Il peso di Gilmour non è solo tattico. Il ragazzo ha dimostrato di poter creare gioco e trovare spazi dove sembrano non esserci, ma soprattutto ha una resilienza che può trasmettere alla squadra in momenti difficili. La sua assenza si è sentita, eccome, e la sua progressiva ripresa riaccende dubbi e aspettative tra i tifosi azzurri: potrà davvero tornare ad avere un ruolo da protagonista oppure rimarrà una scommessa a rischio? La sensazione è che la società e lo staff medico stiano prendendo tutte le precauzioni del caso, ma la voglia di rivederlo in campo è tanta.

In un Napoli che deve fare i conti con un calendario fitto e gli impegni in Serie A e in Europa, Gilmour rappresenta un potenziale jolly da non sottovalutare. Il suo recupero mette pressione, in un certo senso, anche a chi sta vivendo il campo: con un’alternativa così, l’allenatore deve decidere come gestire i minuti e le scelte di formazione. È l’alchimia giusta che può fare la differenza tra una squadra buona e una squadra pronta a lottare fino all’ultimo.

Certo, resta il rischio di correre troppo o di affrettare i tempi, con il pericolo che la sua condizione fisica ne risenta nuovamente. Il Napoli deve trovare quel punto di equilibrio tra la pazienza e l’ambizione. La squadra, la società e i tifosi sperano che Gilmour possa davvero tornare quel talento capace di far girare la manovra e dare respiro ai compagni.

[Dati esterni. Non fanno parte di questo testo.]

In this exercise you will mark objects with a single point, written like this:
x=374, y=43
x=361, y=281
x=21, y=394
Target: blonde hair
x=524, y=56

“Il Napoli deve dare un segnale”, è il pensiero che circola tra molti tifosi, convinti che la guarigione di Gilmour possa rappresentare un cambio di passo. Il giovane centrocampista ha l’occasione di dimostrare a tutti, e forse innanzitutto a sé stesso, che può essere una pedina importante in un progetto che non si accontenta più. Ma la domanda che accompagna il suo recupero resta incalzante: sarà davvero lui l’uomo in più per la fase decisiva della stagione?

La piazza napoletana osserva, attenta e carica di aspettative, ma anche di prudenza. Perché Napoli e i suoi tifosi hanno imparato a non farsi illusioni troppo in fretta. Il calcio è crudele, e un infortunio, anche quando sembra alle spalle, lascia sempre qualche ombra. Rivedere Gilmour sorridere è un bel segnale, ma ora la parola passa al campo.

Il punto è capire fino a quando questa situazione potrà reggere e se la società azzurra saprà mettere in moto tutte le energie giuste per valorizzare al massimo questo talento recuperato. Sullo sfondo, c’è una stagione da non sprecare e una squadra che ha bisogno di tutti per continuare a sognare in grande.